We appreciate EA’s focus on thoughtful giving that centres on maximizing real-world outcomes and not the warm-glow of the giver. We also agree with the probability of impact being highest with cause areas that are large in scale (we take this one step further, to the system level), neglectedness (we love focusing on what others fail to attend to, e.g. by making very early-stage grants to small grassroots activist collectives in underfunded geographies like Eastern Europe), but it’s the solvability piece that remains thorny: while we look for the most promising paths to addressing systemic issues, complex systems change can most often emerge gradually and not be pre-identified ‘scientifically’. We identify grassroots groups with a systemic analysis of their issues, bold ideas and lived experience of the problems they are out to tackle. We build relationships with our grantee partners as we collaboratively try to make sense of the issues they’re working on and accompany them on their journey towards impact. In that sense, a diversity of approaches, experimentation and an emphasis on feedback loops and learning are key, as is a degree of gut feeling. We hope to contribute to a Just Transition that can truly have ripple effects and maybe put most of philanthropy out of business for good. 

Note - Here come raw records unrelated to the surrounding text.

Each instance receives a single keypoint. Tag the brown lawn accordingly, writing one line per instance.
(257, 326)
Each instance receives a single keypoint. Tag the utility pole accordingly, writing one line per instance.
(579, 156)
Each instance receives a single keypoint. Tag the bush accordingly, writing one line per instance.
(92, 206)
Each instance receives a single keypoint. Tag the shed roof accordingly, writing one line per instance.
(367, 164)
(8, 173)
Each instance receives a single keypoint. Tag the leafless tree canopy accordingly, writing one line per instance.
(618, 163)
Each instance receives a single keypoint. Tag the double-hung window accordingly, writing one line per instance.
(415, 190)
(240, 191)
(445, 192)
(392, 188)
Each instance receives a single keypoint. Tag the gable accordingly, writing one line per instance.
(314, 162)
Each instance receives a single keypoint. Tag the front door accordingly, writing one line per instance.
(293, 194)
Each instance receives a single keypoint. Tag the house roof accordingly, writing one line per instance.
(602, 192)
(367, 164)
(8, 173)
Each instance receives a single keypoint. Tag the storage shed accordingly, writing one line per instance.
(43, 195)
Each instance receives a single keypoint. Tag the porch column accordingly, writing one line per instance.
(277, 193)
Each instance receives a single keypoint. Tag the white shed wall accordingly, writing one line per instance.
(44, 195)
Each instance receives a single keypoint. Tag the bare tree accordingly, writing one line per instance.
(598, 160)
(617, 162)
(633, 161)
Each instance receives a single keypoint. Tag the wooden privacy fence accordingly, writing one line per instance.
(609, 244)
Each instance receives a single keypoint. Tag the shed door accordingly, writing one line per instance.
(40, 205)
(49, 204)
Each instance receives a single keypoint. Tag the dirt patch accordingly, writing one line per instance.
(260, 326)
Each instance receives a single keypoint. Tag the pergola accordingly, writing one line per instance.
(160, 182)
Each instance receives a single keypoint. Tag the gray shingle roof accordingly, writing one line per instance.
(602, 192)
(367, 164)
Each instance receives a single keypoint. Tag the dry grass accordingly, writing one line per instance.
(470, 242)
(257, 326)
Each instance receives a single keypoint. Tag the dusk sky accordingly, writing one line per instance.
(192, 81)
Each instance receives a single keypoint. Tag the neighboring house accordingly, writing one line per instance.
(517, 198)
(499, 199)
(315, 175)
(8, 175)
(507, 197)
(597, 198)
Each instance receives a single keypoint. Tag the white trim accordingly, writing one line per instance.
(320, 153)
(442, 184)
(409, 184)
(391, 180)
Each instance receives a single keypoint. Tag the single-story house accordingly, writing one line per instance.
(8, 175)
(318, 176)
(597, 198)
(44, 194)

While we appreciate a large deal of the EA approach and the added rigour it introduced into the philanthropic debate, we reject its dogmatic adoption by some, and criticise four fundamental issues of EA, namely: 

  1. It is deeply grounded in the values that could be further cementing our current broken socio-economic system
  2. It somewhat disregards root causes, issues of power, and systems-level change driven by grassroots movements.
  3. It provides wealth owners with a saviour narrative and a ‘veil of impartiality’ that might hinder deeper scrutiny into the origins of philanthropic money, and stifle personal transformation and solidarity.
  4. It ignores the importance of ‘warm data’ in understanding systems change and the role of trust, human relationships, and grassroots participatory action as ingredients for the Just Transition.